Australian Dollar Bumped on China GDP Data. Where to for AUD/USD

The Australian Dollar (AUD) has been on a steady decline against the US dollar in recent months, but the currency has been rallying recently. The AUD/USD pair is now trading at a three-week high and has a strong positive correlation with the Japanese yen. However, there are still a number of factors affecting its value, such as interest rates and risk sentiment. There are also short-term factors that affect its value on a daily basis.

Traders are watching for economic data from China, the second-largest economy in the world. If Chinese growth slows, traders’ appetite for risk could decrease. This could have an impact on the AUD/USD. Also, if Chinese inflation rates fall, a hard hit to the AUD/USD would be likely. Moreover, if the Federal Reserve’s preferred inflation data comes out strong, a strong rally could take place. Consequently, it is important for AUD/USD traders to mark calendars for the next two weeks of economic releases from China and the United States.

Traders should pay attention to PBoC statements to see whether it is planning more rate hikes in the future. If the PBoC is easing, this may help the AUD/USD. However, if it is increasing, this may weaken the AUD. Ultimately, traders should make a decision based on their risk tolerance and portfolio size.

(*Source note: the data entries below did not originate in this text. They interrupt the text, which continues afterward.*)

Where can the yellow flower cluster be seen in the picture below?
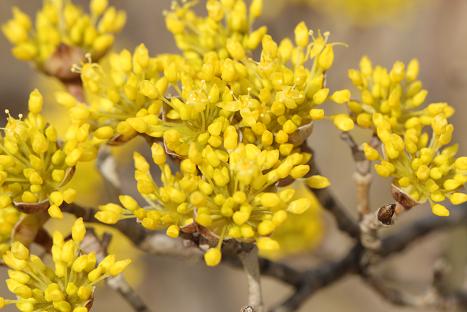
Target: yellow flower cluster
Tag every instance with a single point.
(227, 26)
(60, 22)
(272, 103)
(233, 195)
(237, 126)
(34, 165)
(9, 217)
(420, 162)
(396, 94)
(129, 86)
(69, 286)
(299, 233)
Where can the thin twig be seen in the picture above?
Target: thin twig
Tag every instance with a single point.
(107, 167)
(250, 263)
(92, 243)
(345, 222)
(362, 175)
(318, 278)
(309, 282)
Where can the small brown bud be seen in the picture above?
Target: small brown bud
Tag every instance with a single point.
(402, 198)
(386, 213)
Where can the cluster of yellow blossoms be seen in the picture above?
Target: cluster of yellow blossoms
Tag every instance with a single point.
(233, 111)
(395, 94)
(420, 163)
(61, 22)
(233, 195)
(130, 85)
(227, 25)
(236, 124)
(9, 217)
(391, 104)
(35, 165)
(68, 286)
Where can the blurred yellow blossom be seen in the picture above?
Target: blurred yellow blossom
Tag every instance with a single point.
(395, 94)
(421, 163)
(68, 286)
(62, 23)
(233, 195)
(35, 165)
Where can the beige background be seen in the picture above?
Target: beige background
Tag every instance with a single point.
(434, 31)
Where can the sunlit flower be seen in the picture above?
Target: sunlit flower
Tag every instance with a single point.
(395, 94)
(231, 195)
(421, 163)
(35, 165)
(61, 23)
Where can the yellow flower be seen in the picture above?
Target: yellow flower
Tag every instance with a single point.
(227, 28)
(232, 194)
(61, 23)
(299, 233)
(119, 94)
(421, 163)
(34, 166)
(69, 285)
(9, 217)
(395, 95)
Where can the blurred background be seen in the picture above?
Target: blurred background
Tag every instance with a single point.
(434, 31)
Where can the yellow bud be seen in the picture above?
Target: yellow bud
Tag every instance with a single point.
(385, 169)
(302, 35)
(104, 133)
(266, 227)
(213, 257)
(299, 206)
(267, 244)
(451, 184)
(55, 212)
(78, 230)
(341, 97)
(316, 114)
(235, 49)
(320, 96)
(256, 8)
(173, 231)
(69, 195)
(19, 251)
(289, 127)
(98, 6)
(240, 217)
(440, 210)
(118, 267)
(158, 154)
(326, 58)
(461, 163)
(230, 138)
(35, 102)
(128, 202)
(85, 292)
(299, 171)
(318, 182)
(370, 152)
(270, 200)
(458, 198)
(412, 70)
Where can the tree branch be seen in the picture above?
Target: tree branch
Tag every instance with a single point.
(249, 260)
(92, 243)
(345, 222)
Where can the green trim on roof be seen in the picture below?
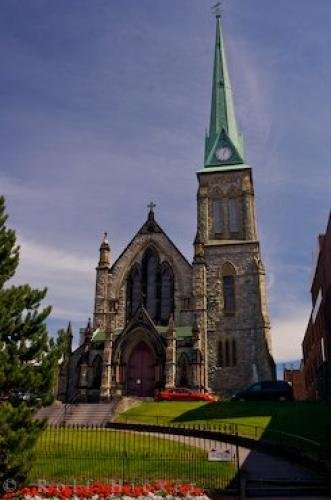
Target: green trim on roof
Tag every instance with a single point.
(98, 336)
(181, 333)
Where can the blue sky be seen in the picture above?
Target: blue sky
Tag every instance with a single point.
(103, 108)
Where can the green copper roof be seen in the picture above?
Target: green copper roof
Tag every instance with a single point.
(224, 144)
(181, 333)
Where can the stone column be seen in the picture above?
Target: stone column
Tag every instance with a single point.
(83, 382)
(101, 306)
(170, 368)
(199, 288)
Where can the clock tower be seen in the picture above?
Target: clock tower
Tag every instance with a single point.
(233, 314)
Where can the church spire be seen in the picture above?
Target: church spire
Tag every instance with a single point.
(224, 145)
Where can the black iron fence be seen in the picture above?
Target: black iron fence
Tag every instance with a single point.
(77, 455)
(282, 440)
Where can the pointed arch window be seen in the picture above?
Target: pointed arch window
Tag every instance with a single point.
(229, 292)
(233, 212)
(227, 353)
(133, 291)
(96, 372)
(151, 283)
(218, 216)
(167, 293)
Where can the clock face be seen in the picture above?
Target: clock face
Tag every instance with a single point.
(223, 154)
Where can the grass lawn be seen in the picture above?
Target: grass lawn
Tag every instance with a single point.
(77, 455)
(310, 420)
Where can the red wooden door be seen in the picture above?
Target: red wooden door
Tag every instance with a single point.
(141, 371)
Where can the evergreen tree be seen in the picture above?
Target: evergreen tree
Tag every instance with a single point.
(28, 362)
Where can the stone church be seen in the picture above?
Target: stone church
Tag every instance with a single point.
(162, 321)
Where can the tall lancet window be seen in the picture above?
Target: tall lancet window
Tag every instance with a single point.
(151, 283)
(234, 222)
(229, 289)
(218, 216)
(167, 293)
(133, 290)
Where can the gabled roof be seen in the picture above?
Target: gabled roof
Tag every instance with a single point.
(224, 144)
(150, 226)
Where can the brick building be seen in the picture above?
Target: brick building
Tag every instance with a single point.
(317, 341)
(160, 320)
(296, 377)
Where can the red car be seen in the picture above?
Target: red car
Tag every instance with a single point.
(183, 394)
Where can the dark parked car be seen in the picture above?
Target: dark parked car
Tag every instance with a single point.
(273, 390)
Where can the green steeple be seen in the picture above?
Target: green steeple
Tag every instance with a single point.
(224, 144)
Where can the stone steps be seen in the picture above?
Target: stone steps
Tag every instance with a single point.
(89, 414)
(54, 413)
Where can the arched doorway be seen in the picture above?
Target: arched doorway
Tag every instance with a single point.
(141, 371)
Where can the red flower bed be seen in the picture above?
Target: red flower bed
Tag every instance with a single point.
(102, 491)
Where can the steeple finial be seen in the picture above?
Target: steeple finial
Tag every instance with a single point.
(223, 144)
(151, 207)
(217, 9)
(104, 259)
(88, 330)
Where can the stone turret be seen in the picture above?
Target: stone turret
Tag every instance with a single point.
(101, 308)
(170, 368)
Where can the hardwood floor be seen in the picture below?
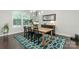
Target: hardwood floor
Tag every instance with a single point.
(11, 43)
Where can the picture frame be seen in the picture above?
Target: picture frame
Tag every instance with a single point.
(49, 17)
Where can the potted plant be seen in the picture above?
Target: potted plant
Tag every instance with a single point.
(5, 28)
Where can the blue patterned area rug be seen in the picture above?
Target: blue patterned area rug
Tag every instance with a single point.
(55, 43)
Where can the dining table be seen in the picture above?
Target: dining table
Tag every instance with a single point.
(44, 31)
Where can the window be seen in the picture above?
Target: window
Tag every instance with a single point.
(20, 18)
(25, 19)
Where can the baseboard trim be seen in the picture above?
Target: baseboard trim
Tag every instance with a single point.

A key issue facing the AUD/USD is the difference in interest rates between Australia and the U.S. The PBoC changes interest rates in response to the state of the Chinese economy. For instance, if the PBoC believes that the economy is overheating, it may change its monetary policy to stimulate the economy. In the other hand, if the PBoC believes the economy is not growing as quickly as it should, it may decide to reduce the interest rate.

The Australian dollar is largely dependent on the economy of China, which is the country’s largest trading partner. Consequently, bad or disappointing trade and economic data from China often lead to a drop in the Aussie. As China reopens its doors to trade in the coming months, it will also have an effect on the AUD/USD.

China has made a number of promises to support its economy, but a few key factors have raised concerns about the broader outlook for the AUD/USD. One is the looming threat of a global recession. The other is the PBoC’s abrasive monetary policy. Its intervention can push the price of the U.S. dollar down.

The AUD/USD is closely tied to risk sentiment, which is in flux. While the Fed’s aggressive rate hikes are helping to lift the US Dollar, it is also undermining the Australian currency. Meanwhile, the RBA has been stepping up its rate-hiking plans, but a less-hawkish-than-expected meeting by the RBA’s Governor Philip Lowe is weighing on the AUD.

The reopening of China has helped to boost hopes for a global recovery. It also has a positive impact on the AUD/USD, because the country’s top exports are commodities such as iron ore and copper. Furthermore, China has opened its port of Covid, which has increased demand for coal.